Seattle Art Museum announced this week the acquisition of two 17th-century European paintings — both thematically apropos of the season.
First: Philippe de Champaigne “The Visitation,” a touchingly naturalistic depiction of two expectant mothers: Elizabeth (who bore John the Baptist) and the Virgin Mary. Here’s a reproduction, with some description courtesy of SAM:
“The Visitation,” ca. 1643
One of Europe’s most penetrating portraitists of the seventeenth century, Philippe de Champaigne brought his observations of real people into religious paintings, giving them a genuine and natural quality. In The Visitation, the central focus is the aged face of Elizabeth as she affectionately greets her younger cousin, the Virgin Mary. Only the haloes suggest the divine identities of the two pregnant women, Elizabeth with John the Baptist and Mary with Jesus. According to the Gospel of Luke “when Elizabeth heard the salutation of Mary, the infant leaped in her womb.” For Christians, this joyous response by John, the last prophet of the Old Testament, symbolized the transition from the Old Law to the New Dispensation of Christianity.

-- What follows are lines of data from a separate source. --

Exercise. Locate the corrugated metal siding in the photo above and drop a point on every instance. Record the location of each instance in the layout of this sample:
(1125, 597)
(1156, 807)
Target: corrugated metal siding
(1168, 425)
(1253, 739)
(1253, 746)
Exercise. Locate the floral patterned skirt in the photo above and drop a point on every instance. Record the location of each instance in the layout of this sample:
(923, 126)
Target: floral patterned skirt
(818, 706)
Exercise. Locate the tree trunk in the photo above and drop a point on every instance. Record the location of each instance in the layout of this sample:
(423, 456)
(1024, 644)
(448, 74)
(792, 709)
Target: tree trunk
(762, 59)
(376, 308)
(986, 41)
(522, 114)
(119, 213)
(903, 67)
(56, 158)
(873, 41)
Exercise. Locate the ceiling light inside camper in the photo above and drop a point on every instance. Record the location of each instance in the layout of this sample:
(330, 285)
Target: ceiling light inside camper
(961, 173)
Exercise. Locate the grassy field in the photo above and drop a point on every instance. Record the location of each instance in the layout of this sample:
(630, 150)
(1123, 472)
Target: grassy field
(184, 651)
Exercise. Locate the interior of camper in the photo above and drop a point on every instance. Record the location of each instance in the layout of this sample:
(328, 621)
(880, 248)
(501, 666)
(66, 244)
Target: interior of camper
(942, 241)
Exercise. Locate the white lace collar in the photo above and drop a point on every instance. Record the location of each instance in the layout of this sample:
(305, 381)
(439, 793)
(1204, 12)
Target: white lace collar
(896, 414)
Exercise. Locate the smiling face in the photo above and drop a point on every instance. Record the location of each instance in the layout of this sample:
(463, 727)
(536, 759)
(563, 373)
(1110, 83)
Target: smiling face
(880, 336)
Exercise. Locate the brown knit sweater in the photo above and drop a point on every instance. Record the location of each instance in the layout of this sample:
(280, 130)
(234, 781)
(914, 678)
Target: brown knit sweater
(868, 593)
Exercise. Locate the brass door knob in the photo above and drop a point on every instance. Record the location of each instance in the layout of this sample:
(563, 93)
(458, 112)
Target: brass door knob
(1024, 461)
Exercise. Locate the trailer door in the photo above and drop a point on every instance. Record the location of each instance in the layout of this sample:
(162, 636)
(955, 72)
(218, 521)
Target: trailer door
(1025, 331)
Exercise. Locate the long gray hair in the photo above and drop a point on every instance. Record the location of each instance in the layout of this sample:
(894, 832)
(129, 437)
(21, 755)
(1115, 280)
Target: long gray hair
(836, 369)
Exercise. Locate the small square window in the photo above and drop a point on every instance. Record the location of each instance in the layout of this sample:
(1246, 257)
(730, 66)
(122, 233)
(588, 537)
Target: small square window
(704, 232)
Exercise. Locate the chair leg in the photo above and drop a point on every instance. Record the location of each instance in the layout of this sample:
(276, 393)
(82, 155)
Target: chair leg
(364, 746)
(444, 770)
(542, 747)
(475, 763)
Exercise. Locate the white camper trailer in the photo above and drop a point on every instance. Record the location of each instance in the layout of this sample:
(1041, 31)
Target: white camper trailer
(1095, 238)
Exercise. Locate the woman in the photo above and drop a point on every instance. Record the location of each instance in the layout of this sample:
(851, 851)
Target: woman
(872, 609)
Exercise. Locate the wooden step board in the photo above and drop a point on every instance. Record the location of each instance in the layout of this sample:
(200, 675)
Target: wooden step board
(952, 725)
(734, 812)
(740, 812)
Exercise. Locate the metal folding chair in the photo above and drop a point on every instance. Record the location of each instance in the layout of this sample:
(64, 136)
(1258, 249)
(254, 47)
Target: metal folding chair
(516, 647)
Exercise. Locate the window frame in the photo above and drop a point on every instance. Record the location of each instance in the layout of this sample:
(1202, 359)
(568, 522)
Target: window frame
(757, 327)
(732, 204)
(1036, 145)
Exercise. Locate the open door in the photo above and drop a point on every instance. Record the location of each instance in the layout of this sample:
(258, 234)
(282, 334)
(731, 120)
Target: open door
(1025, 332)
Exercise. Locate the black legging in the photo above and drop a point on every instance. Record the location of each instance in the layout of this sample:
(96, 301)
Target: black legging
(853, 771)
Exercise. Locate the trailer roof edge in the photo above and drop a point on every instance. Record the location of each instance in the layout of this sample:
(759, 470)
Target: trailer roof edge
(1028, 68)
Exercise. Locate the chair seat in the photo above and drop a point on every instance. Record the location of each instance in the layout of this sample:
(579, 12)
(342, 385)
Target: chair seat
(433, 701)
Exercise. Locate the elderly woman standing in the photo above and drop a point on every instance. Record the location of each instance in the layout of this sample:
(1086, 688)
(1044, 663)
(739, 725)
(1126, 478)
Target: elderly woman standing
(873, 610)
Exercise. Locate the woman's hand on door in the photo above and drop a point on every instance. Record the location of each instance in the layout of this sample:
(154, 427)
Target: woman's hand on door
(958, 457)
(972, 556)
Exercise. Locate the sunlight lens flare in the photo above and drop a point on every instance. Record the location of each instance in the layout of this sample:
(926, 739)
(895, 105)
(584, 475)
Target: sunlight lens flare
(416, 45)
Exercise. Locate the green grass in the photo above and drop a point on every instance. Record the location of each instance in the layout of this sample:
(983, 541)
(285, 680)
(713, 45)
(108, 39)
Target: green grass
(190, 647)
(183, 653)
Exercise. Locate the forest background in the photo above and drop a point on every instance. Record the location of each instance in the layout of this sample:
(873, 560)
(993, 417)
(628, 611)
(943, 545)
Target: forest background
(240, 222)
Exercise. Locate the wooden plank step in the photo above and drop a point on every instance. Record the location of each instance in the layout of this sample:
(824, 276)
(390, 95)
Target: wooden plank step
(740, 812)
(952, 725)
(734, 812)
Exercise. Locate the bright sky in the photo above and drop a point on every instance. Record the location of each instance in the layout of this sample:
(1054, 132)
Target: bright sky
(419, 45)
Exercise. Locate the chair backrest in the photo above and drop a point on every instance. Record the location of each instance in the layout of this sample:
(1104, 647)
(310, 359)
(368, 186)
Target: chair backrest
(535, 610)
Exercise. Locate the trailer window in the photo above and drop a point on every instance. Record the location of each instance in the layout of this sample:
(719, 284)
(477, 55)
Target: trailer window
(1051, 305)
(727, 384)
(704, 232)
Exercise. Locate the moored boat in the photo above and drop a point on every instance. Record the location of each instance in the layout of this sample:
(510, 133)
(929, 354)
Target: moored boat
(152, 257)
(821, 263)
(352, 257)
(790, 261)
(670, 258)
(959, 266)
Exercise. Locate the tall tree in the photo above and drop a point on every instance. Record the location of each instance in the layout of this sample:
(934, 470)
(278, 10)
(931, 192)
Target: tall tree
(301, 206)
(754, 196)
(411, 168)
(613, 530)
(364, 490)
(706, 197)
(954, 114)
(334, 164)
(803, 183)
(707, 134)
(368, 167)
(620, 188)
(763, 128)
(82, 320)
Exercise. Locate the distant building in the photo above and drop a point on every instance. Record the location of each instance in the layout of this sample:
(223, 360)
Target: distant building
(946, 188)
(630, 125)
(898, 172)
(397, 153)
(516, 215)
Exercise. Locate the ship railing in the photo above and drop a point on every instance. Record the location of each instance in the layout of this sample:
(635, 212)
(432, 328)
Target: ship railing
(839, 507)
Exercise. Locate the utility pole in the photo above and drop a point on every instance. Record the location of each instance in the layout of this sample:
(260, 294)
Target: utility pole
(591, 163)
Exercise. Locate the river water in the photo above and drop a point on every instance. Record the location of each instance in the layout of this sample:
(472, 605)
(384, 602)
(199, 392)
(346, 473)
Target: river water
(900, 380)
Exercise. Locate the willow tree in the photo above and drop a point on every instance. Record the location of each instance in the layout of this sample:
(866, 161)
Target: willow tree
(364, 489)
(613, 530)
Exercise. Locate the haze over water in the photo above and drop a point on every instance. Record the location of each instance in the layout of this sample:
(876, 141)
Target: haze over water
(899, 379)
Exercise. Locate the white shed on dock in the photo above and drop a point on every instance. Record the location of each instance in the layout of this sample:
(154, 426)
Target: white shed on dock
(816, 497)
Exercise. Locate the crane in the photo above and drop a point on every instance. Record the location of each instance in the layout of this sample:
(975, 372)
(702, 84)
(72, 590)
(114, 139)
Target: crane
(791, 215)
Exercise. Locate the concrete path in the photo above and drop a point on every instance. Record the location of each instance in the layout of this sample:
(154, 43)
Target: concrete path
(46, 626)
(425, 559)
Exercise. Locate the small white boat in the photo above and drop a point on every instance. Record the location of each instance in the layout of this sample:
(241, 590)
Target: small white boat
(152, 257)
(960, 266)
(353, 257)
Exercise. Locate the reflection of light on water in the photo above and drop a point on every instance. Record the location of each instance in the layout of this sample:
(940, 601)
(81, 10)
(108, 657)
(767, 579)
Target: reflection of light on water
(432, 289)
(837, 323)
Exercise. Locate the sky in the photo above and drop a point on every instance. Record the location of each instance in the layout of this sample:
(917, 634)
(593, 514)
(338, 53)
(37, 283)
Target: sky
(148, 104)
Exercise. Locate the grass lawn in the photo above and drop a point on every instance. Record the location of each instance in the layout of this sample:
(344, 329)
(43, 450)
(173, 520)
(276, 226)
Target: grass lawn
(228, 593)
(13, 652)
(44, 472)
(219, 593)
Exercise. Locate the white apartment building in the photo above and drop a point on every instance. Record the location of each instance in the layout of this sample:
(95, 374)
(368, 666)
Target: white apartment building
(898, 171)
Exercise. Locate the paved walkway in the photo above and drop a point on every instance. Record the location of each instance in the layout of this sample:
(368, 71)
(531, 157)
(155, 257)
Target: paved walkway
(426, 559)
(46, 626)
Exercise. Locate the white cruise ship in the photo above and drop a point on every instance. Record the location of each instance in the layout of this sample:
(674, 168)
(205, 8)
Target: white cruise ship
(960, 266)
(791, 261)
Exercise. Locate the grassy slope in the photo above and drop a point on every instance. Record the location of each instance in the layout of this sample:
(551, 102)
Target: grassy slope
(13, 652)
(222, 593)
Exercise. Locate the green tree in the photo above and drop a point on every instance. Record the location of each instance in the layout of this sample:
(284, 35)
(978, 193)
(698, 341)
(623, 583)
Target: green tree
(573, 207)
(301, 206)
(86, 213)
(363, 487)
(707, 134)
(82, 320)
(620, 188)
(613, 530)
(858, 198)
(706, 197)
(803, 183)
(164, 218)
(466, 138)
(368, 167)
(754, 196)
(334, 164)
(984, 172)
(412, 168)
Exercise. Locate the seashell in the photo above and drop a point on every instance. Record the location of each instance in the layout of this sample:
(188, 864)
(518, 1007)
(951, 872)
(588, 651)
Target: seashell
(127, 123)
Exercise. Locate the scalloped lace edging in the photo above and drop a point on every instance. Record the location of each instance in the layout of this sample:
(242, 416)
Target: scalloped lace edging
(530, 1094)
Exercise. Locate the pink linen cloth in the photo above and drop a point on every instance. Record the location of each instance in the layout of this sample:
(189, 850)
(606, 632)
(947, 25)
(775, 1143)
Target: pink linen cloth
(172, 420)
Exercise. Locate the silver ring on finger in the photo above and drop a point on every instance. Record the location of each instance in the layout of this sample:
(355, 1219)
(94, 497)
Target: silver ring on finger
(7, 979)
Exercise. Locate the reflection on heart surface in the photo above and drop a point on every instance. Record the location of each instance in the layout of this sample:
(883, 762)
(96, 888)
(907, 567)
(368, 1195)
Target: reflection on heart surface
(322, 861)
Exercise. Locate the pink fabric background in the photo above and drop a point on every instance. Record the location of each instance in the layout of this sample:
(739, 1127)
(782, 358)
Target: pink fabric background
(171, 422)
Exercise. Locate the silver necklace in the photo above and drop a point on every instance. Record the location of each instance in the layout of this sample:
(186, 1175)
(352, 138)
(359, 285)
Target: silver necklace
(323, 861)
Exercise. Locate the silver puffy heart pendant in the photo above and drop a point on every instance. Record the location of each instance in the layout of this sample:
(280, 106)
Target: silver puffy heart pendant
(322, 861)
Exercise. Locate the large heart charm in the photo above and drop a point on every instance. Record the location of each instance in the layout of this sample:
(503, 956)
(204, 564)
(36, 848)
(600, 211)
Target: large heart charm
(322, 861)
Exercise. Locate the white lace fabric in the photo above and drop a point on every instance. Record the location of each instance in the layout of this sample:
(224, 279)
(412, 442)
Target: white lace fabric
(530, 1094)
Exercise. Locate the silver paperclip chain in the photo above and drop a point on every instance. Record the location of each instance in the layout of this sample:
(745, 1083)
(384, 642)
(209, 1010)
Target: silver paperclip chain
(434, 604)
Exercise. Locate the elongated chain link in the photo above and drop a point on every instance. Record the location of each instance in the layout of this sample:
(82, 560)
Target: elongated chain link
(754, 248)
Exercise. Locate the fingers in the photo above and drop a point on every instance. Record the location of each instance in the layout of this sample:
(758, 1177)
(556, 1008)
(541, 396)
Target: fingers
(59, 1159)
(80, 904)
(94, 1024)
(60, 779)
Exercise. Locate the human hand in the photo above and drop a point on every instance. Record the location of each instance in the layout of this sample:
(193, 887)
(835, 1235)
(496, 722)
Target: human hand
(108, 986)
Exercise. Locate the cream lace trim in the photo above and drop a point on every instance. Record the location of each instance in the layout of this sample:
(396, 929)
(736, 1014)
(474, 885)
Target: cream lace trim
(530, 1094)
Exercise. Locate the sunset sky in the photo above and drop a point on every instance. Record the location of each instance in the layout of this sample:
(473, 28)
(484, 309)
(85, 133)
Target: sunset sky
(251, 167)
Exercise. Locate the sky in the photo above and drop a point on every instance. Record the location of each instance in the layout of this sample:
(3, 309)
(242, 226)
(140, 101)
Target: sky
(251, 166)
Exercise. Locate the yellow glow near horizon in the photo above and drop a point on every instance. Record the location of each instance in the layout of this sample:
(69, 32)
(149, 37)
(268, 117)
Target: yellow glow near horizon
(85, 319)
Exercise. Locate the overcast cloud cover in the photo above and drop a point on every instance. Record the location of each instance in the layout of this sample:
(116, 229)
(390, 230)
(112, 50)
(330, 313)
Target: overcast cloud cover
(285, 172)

Second: Francisco de Zurbarán’s “Flight Into Egypt”:
Some notes, again from SAM:
“The Flight into Egypt,” late 1630s
Seventeenth-century religious painters strove to make stories from the Bible real and urgent for their contemporary audiences. Francisco de Zurbarán, noted painter of Spain’s Golden Age, portrays Joseph and Mary fleeing to Egypt after Joseph had a prophetic dream that the jealous King Herod would threaten his infant son’s life. The Virgin and Child are portrayed as ordinary citizens, yet their frontal orientation invites devout veneration. Joseph, walking next to the donkey and attending to his wife and son, wears the broad hat, cloak and staff typical of a religious pilgrimage.
Both paintings are from the collection of SAM Trustee Barney A. Ebsworth and are now on view at SAM.